Dark Souls, Bloodborne, and other games from Elden Ring developer From Software offered that experience too, but the move to an open world design made that long-standing formula more palatable. Early on, Elden Ring teaches players that they can simply walk away from fights they can't win and come back later more powerful and quite a bit wiser to confront those foes again. The go-anywhere design makes JRPG-style grinding a true possibility to increase your power, and the inclusion of horseback combat gives you an edge in many engagements that you simply wouldn't have in the studio's prior titles.
Further, Elden Ring's popularity may have actually made it more accessible. From Software's games have always been known for their clever social features that allow sharing of tips and the like with strangers and friends. Elden Ring expanded on these, while ever-growing wikis and vibrant social media conversations turned every challenge into a group project for many players, softening the blow of tackling the game as an individual.
Yet despite all that, Elden Ring somehow retained its predecessors' appeal, and you can enjoy it just as much if you never read a word from anyone else about it.

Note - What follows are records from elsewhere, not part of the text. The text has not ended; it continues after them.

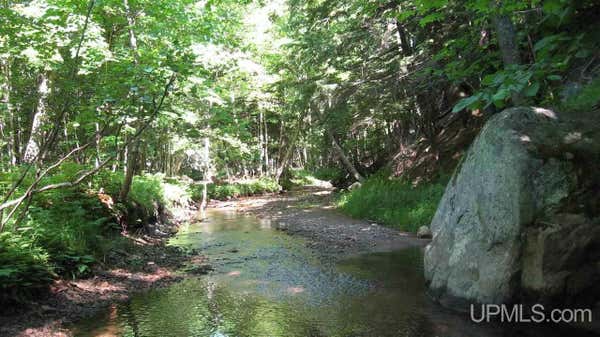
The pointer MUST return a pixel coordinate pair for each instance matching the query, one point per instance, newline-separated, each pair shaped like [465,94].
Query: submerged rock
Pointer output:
[424,233]
[500,233]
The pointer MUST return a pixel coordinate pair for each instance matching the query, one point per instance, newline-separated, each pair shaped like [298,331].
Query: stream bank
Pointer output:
[309,212]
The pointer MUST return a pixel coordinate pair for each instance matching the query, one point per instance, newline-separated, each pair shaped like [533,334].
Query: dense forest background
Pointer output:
[104,102]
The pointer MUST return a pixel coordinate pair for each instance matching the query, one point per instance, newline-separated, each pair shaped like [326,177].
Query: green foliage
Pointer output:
[329,173]
[586,100]
[22,264]
[238,189]
[394,203]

You also need to account for the game's gripping and gorgeous world, its sparse but impactfully weird characters, its exquisitely designed RPG systems, its fit-as-a-fiddle combat, and its Breath of the Wild-like bucking of open-world design conventions that some feel have grown stale. Wrap it all in a singular, coherent vision and identity, and you have not just the best game of 2022 but also a game that people will remember fondly for many years to come. All told, it's an instant classic. We don't get one of those every year, but we did in 2022. And wow, did we need it.